Das änderte jedoch nichts daran, dass Fathi Bashaga kurz daraufhin entlassen wurde. Als Reaktion darauf versammelte er hunderte Kämpfer aus seiner Heimatstadt Misrata, die demonstrativ die Stadt in einem riesigen Militärkonvoi durchquerten, Ausdruck der militärischen Macht von Bashaga. Zugleich besitzt er auch gewisse Sympathien innerhalb der Bevölkerung, unter anderem weil er die etlichen Milizen von Tripolitanien zu einer regulären Streitkraft reformieren und zusammenführen will. Dem gegenüber stehen die Behauptungen, dass die auf Demonstranten schießenden Kämpfer in Wirklichkeit Bashaga unterstehen und seine Absetzung damit absolut legitim ist. Hier sehen sich beide Seiten im Recht, ebenso gespalten ist die Bevölkerung.

Es drückt zudem aber auch die Instabilität der sogenannten „Einheitsregierung“ aus, die in Wirklichkeit eine heterogene Vereinigung etlicher verschiedener Organisationen und Interessen ist, an dessen Spitze sich die verschiedenen, mehrheitlich islamistischen Milizen befinden und ihre Macht nur ungern aufgeben würde. Durch das Inkrafttreten der Waffenruhe vor fast einem Monat verfällt nun dieser gemeinsame, äußere Feind und jenes Szenario wiederholt sich, welches bei den Aufständischen in Syrien anzutreffen ist: Interne Machtkämpfe um Einfluss. Etwas, was man bisher innerhalb der ostlibyschen Tobruk-Regierung bzw. des oftmals als „Warlord“ verschrienen Khalifa Haftar nicht findet.

Die Tobruk-Regierung unter Khalifa Haftar kontrolliert etwa 70% des Landes, ein Großteil davon ist jedoch Wüste. Die dortige Koalition bestand zunächst aus verschiedenen Milizen, welche sich jedoch auch aufgrund internationaler Hilfe zunehmend professionalisierten und inzwischen in Form der „Libyschen Nationalarmee“ zu den stärksten Streitkräften auf dem libyschen Schlachtfeld gehören. Dennoch agieren viele Milizen unter dem Schirm der LNA weiterhin unabhängig. Haftar verschrieb sich persönlich primär der Bekämpfung von islamistischen Kräften im Land, so wurden über mehrere Jahre und Monate hinweg Städte wie Benghazi oder Dernah aus den Händen des Islamischen Staates, al-Qaidas oder lokaler Islamisten befreit. Unterstützt wird er dabei vor allem durch Russland, das Nachbarland Ägypten, die Vereinigten Arabischen Emirate und auch Frankreich, welches zunehmend gute Beziehungen zu Haftar aufrecht erhält, nachdem er für eine Notoperation nach Frankreich transportiert wurde. Auch Griechenland, Saudi-Arabien und Jordanien unterstützen Ostlibyen. Zudem ist er amerikanischer Staatsbürger, nachdem er erfolglos gegen Ghadaffi 1989 geputscht hatte und die USA ihm eine Zuflucht anbot.

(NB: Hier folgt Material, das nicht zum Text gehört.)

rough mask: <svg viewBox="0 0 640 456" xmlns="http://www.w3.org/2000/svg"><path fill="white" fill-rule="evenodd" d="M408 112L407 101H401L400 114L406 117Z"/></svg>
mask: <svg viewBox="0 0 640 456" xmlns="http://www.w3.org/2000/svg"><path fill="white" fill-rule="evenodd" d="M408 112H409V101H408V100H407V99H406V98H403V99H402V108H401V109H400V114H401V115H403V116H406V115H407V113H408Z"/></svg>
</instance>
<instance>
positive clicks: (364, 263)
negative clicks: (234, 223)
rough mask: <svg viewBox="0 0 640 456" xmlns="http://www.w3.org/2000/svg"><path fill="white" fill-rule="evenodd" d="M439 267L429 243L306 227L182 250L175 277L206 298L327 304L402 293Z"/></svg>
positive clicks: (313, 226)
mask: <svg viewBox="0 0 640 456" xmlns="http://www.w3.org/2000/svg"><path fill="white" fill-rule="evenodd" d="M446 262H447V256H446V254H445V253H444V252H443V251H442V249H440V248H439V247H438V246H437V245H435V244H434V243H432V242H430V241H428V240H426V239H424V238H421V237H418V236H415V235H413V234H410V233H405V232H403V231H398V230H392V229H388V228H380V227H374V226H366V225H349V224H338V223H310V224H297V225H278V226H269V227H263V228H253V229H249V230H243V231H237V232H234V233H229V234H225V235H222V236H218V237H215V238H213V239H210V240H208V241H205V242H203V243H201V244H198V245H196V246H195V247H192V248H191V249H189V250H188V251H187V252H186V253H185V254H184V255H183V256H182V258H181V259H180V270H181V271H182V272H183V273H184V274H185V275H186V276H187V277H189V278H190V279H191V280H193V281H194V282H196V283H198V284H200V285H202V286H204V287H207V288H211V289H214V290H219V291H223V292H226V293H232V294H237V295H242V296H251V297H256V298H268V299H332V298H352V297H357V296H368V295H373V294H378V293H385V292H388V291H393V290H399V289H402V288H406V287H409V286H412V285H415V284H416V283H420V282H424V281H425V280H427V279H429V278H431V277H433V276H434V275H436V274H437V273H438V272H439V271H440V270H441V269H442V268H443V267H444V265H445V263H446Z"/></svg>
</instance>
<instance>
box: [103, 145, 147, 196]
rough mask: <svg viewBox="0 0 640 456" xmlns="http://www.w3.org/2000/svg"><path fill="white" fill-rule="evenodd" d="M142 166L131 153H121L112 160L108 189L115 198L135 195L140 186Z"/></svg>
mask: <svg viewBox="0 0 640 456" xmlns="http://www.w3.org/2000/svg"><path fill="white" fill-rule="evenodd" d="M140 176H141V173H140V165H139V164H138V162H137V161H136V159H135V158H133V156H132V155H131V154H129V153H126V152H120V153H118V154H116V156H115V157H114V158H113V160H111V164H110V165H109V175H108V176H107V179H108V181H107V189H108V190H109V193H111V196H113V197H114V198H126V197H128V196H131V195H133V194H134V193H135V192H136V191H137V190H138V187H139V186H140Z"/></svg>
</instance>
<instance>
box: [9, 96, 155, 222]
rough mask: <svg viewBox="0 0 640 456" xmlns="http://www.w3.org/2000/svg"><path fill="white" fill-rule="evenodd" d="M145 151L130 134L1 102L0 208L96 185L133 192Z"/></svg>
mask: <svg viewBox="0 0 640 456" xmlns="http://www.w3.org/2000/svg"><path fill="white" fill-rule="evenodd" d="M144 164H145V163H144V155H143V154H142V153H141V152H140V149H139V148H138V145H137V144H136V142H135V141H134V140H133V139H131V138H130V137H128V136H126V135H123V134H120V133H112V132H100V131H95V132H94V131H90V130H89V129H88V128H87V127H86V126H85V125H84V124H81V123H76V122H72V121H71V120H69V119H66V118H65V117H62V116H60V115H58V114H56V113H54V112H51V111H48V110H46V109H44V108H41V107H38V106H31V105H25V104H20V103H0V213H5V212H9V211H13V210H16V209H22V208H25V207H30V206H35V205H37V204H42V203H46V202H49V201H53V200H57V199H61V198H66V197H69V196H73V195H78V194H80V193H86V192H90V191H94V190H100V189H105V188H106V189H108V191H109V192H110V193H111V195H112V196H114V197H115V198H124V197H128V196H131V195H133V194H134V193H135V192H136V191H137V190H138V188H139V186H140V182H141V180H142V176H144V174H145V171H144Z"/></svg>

Auf der anderen Seite befindet sich die sogenannte „Einheitsregierung“, welche von der UN als legitimer Vertreter des libyschen Staates angesehen wird. Im Vergleich zur Tobruk-Regierung existiert eine niedrigere militärische und politische Einheit, immer wieder versuchen lokale Milizen aus den verschiedenen Vorstädten von Tripolis um die Herrschaft zu buhlen und attackierten auch mehrmals die örtlichen „Tripolis Protection Force“. Die verschiedenen Milizen vor Ort haben die tatsächliche Macht in der Region, die Regierung unter al-Sarraj ist vergleichsweise machtlos und auf die internationale Unterstützung angewiesen. Diese Unterstützung erhalten sie in erster Linie von der Türkei, aber auch der Iran und Katar transportierten bereits Waffen und lieferten finanzielle Hilfe. Der Konflikt zwischen der Einheits- und Tobruk-Regierung ist aber nicht nur Ausdruck geopolitischer Machenschaften, sondern zeigt die weiterhin bestehende Aufteilung des Landes in das ostlibysche Cyranaika und westlibysche Tripolitanien auf, die die angespannten Beziehungen der Regierungen und Bevölkerung stärken.